As a psychologist who works with ADHD youngsters, I like to offer my patients fun self-calming techniques, such as yoga.
Healthy Mother, Healthy Child is a good introduction to this ancient discipline; the book has received positive reviews from parents in my practice. They say it supports the process of psychotherapy and helps them cope with everyday stress.
This book is liberally illustrated with photos, so it's easy to learn the basic poses. And the names of the postures the author, Elizabeth Irvine, includes—"Mountain Pose," "Dog Pose," "Tree Balance Pose," and so on—appeal to children's imaginations.
But Healthy Mother, Healthy Child is not just about yoga. As the title suggests, it offers a healthier approach to living. Parents can zero in on those chapters that complement their view of family and that address their children's needs. I found the chapter on breathing to be especially useful for children who have trouble "slowing down."

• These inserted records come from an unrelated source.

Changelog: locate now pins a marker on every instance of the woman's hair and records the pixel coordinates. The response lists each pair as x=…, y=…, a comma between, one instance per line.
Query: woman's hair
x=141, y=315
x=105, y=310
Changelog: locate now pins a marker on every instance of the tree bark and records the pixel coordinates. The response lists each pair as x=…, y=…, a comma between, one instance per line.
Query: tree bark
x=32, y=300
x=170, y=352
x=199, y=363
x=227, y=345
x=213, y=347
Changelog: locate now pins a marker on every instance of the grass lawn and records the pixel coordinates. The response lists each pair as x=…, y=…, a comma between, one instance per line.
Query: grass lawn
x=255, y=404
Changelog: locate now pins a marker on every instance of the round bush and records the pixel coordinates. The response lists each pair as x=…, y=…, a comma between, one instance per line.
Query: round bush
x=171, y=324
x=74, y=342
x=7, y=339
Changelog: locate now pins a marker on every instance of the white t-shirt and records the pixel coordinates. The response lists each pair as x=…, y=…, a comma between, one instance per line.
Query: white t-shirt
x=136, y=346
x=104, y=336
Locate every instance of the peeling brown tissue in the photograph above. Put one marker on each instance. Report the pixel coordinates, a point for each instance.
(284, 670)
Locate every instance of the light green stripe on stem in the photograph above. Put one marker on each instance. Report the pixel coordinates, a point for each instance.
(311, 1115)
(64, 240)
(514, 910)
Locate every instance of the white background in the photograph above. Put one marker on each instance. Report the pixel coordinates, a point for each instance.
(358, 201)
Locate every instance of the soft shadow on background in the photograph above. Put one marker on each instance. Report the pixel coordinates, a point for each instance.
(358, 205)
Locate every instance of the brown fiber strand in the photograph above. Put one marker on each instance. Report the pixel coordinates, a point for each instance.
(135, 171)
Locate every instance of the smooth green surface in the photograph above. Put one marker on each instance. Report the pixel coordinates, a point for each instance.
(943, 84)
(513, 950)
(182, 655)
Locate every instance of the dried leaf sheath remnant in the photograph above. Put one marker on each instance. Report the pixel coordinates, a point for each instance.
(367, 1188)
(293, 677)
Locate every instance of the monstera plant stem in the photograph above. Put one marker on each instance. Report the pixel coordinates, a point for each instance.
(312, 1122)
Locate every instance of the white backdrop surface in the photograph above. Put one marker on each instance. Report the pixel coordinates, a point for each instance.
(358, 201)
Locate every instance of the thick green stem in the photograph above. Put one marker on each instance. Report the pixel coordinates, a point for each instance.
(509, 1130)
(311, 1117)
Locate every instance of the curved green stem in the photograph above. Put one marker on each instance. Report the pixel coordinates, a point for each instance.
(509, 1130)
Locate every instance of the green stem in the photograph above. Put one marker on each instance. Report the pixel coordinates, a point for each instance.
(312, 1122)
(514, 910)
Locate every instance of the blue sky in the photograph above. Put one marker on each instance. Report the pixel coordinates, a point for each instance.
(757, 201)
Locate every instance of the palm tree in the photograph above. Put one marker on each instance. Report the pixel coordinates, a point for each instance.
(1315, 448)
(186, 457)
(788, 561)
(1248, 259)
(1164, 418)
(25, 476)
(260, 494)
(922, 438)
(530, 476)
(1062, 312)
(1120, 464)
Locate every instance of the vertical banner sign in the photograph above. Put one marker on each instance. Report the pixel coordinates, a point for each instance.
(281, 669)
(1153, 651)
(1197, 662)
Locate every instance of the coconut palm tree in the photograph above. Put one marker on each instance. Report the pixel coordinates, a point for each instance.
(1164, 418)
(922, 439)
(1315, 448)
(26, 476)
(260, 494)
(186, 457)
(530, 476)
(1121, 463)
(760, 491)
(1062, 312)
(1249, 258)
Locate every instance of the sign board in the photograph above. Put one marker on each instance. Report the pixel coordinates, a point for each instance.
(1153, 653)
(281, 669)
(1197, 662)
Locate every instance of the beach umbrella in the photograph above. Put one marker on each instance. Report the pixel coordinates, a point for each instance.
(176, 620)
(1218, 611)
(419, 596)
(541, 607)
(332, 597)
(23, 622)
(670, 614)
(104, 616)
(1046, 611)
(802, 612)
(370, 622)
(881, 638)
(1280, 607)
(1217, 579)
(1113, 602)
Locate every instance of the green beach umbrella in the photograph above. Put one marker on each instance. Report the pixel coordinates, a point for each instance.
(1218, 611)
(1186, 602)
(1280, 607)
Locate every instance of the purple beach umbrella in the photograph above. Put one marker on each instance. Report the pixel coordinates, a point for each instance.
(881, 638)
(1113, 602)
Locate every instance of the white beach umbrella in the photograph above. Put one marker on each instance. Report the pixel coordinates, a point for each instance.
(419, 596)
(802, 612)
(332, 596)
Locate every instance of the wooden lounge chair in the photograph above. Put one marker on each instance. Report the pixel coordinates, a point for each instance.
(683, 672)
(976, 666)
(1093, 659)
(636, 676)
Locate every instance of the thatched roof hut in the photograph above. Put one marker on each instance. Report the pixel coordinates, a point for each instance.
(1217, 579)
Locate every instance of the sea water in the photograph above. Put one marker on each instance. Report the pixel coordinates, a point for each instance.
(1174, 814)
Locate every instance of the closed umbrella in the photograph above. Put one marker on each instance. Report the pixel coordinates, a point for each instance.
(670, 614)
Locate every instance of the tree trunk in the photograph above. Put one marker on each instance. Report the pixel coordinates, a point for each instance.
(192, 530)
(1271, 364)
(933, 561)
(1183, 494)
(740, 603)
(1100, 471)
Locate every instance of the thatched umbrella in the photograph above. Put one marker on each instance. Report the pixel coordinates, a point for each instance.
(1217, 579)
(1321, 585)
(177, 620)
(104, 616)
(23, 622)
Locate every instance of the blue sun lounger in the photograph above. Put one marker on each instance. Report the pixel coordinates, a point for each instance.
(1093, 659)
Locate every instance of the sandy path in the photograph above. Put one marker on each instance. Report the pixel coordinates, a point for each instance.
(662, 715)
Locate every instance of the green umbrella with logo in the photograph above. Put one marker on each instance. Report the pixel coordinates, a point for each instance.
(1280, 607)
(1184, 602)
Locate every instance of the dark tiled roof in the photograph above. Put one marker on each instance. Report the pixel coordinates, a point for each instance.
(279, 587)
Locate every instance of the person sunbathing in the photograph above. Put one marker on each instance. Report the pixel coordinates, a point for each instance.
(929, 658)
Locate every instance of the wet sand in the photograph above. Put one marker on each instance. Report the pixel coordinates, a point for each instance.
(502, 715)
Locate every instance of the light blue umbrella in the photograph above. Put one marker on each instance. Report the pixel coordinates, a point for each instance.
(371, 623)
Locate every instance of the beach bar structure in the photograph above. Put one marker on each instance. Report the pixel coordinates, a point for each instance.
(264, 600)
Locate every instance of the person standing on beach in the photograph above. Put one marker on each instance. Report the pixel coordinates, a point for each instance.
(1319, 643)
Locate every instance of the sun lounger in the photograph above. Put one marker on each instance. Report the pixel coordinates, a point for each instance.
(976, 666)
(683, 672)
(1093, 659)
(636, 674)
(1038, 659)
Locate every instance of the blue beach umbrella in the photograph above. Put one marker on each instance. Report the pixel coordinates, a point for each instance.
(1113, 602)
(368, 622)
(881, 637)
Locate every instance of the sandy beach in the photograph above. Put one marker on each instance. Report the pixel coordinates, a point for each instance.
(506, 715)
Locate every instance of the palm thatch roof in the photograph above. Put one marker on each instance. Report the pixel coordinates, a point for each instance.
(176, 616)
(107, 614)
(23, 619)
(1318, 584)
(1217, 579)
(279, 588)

In her chapter on nutrition, Irvine offers tips on awakening a child's interest in eating wholesome foods. For example, she recommends teaching your child to read food package labels—and that if he can't pronounce an ingredient, it's probably not very healthful. Involve your kids in food preparation at home and eat together as a family as often as possible, Irvine writes.
I recommend this book to parents who want to encourage health and wellness in every member of their family.